Computer aided design (CAD) is used in design offices around the world because speed and efficiency is extremely valuable. The idea of Concurrent Design Engineering is a relatively new concept that has improved the speed that designers produce a product. Concurrent Design Engineering is a way to integrate all the processes in design back to a three-dimensional geometric data base or a CAD model. All the steps in designing a product have an opportunity to contribute to and be actively informed of decisions and changes throughout the process of design. CAD has the ability to generate fast, easy to understand models that can be altered with ease and with concurrent design engineering, any changes would be known by everybody involved. Each of the different areas of product design are equally important and some parts of the process may be able to aid another which is why concurrent design engineering is so important. Computer software and hardware is becoming so sophisticated that it may eventually eliminate the need for any analog drawing. With the improving technology the ability to transfer graphic information across the globe has become easy.
The process of product design has several steps to having a successful product. There are all different levels of expertise needed to complete the process and concurrent design engineering allows for this to work. Concurrent Design Engineering was defined by Sohlenius as "a way of work where the various engineering activities in the product and production development process are integrated and performed as much as possible in parallel rather than in sequence." Different disciplines within the process are kept informed through the database of any and all changes to the product from start to finish as shown in the chart. For example, the marketing team is in charge of making the product sell to the consumers; if there is a change in the design or a small detail in the sales plan the marketing team will know about it because they will be digitally connected to the rest of the process. Concurrent design engineering has replaced the older step by step or “waterfall model,” this was an extremely linear and straight foreword approach. However, the concurrent approach is much more free flowing and integrated.

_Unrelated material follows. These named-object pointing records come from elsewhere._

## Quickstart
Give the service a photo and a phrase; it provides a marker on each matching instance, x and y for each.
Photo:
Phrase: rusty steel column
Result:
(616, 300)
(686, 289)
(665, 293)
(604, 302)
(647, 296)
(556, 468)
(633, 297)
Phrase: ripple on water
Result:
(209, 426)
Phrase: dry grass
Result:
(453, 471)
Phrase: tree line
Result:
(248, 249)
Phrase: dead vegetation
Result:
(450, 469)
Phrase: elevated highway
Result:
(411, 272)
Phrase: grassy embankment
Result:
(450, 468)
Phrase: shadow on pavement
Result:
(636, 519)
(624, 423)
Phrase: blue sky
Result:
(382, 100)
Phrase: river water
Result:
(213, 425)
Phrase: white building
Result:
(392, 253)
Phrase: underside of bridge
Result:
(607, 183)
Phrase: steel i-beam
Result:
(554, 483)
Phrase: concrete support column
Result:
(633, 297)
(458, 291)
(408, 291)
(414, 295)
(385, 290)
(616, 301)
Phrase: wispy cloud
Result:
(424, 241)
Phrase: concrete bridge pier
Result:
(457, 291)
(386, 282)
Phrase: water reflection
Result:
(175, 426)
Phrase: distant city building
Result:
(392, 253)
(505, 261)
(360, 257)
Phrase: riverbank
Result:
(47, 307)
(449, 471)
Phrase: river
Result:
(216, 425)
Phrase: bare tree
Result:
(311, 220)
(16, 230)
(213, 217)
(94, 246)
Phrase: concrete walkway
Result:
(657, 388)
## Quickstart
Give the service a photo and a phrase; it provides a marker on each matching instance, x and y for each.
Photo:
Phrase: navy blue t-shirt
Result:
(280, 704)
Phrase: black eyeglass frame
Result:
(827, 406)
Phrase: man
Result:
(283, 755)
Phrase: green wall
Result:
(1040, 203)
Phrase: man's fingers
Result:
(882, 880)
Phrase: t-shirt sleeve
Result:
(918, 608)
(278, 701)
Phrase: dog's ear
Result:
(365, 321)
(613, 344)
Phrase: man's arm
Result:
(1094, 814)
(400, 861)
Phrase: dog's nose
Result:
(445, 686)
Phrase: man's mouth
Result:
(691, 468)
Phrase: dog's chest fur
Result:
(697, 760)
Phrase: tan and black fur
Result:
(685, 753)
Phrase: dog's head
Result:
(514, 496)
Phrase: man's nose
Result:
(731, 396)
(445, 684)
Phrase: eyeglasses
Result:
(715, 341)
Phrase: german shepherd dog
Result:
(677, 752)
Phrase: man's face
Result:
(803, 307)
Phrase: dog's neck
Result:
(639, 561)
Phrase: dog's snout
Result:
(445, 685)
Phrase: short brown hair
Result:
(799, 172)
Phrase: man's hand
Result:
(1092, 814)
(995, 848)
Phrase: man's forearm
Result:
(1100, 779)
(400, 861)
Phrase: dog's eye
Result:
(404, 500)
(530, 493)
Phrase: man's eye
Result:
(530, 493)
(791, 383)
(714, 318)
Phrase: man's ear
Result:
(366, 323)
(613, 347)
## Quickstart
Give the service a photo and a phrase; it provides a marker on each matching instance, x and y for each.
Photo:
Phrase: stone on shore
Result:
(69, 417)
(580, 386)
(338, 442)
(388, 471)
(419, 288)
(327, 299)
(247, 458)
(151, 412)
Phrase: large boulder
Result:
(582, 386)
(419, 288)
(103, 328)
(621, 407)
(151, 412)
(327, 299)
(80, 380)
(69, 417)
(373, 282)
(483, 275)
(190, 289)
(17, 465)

CAD can be introduced very early in the process of product design. As soon as the product need is identified and the first concept sketches are narrowed down, the ideas can be put into CAD to show the client and the rest of the design team what is happening. There are people on the within the process who can not translate a two-dimensional sketch or drafting as three-dimensional object. Therefore, the introduction of the concept in its simplest form at the beginning of the process without much detail can inform the rest of the team of what they have to work with. The ability to transfer information digitally is much more effective and time efficient than having to do everything analog.